How do you find the horizontal asymptote for f(x) = (3x^2 + 2x - 1) / (x + 1)?

Jan 2, 2016

You evaluate the limits of the function as x approaches infinities ($- \infty$ and $\infty$). If one of them is a real number $k$, than $y = k$ is a horizontal asymptote.

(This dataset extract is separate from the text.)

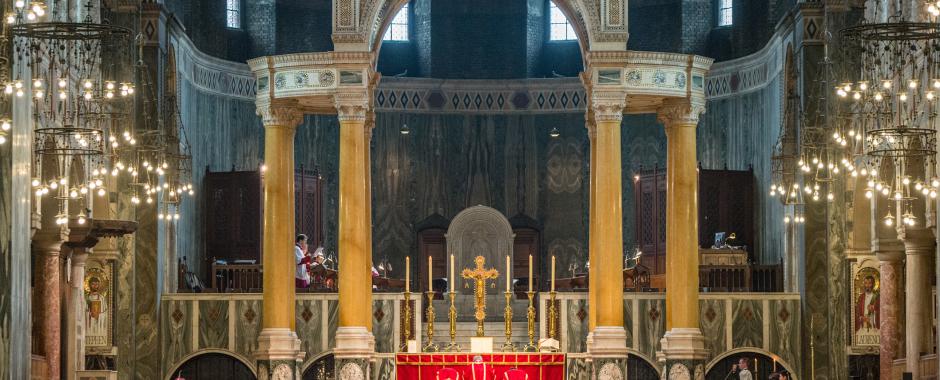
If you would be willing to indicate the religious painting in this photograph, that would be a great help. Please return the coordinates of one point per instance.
(98, 307)
(865, 307)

There are no horizontal asymptotes in this function.

Explanation:

Horizontal asymptote means that it approches a certain value of $y$ and tends to make a horizontal line as it approaches (limit involvement) infinite values of x (whether positive or negative). Therefore, the two possible asymptotes of the function must be constant functions and can be calculated with the following way:

Possible horizontals

${\lim}_{x \to \infty} f \left(x\right) = {k}_{1}$

${\lim}_{x \to - \infty} f \left(x\right) = {k}_{2}$

If ${k}_{1}$ or ${k}_{2}$ are not real numbers then there are no asymptotes.

Solution

$f \left(x\right) = \frac{3 {x}^{2} + 2 x - 1}{x + 1}$

Solving the numerator:

Δ=b^2-4*a*c=2^2-4*3*(-1)=16

x=(-b+-sqrt(Δ))/(2*a)=(-2+-sqrt(16))/(2*3)=(-2+-4)/6

The two solutions are $x = \frac{1}{3}$ and $x = - 1$

So the numerator can be written as follows:

$3 {x}^{2} + 2 x - 1 = 3 \left(x - \frac{1}{3}\right) \left(x + 1\right)$

The two limits are now easier to find:

${k}_{1} = {\lim}_{x \to \infty} f \left(x\right) = {\lim}_{x \to \infty} \frac{3 {x}^{2} + 2 x - 1}{x + 1} =$
$= {\lim}_{x \to \infty} \frac{3 \left(x - \frac{1}{3}\right) \left(x + 1\right)}{x + 1} = {\lim}_{x \to \infty} 3 \left(x - \frac{1}{3}\right) = \infty$

${k}_{2} = {\lim}_{x \to - \infty} f \left(x\right) = {\lim}_{x \to - \infty} \frac{3 {x}^{2} + 2 x - 1}{x + 1} =$
$= {\lim}_{x \to - \infty} \frac{3 \left(x - \frac{1}{3}\right) \left(x + 1\right)}{x + 1} = {\lim}_{x \to - \infty} 3 \left(x - \frac{1}{3}\right) = - \infty$

Since neither ${k}_{1}$ nor ${k}_{2}$ are real numbers, there are no horizontal asymptotes.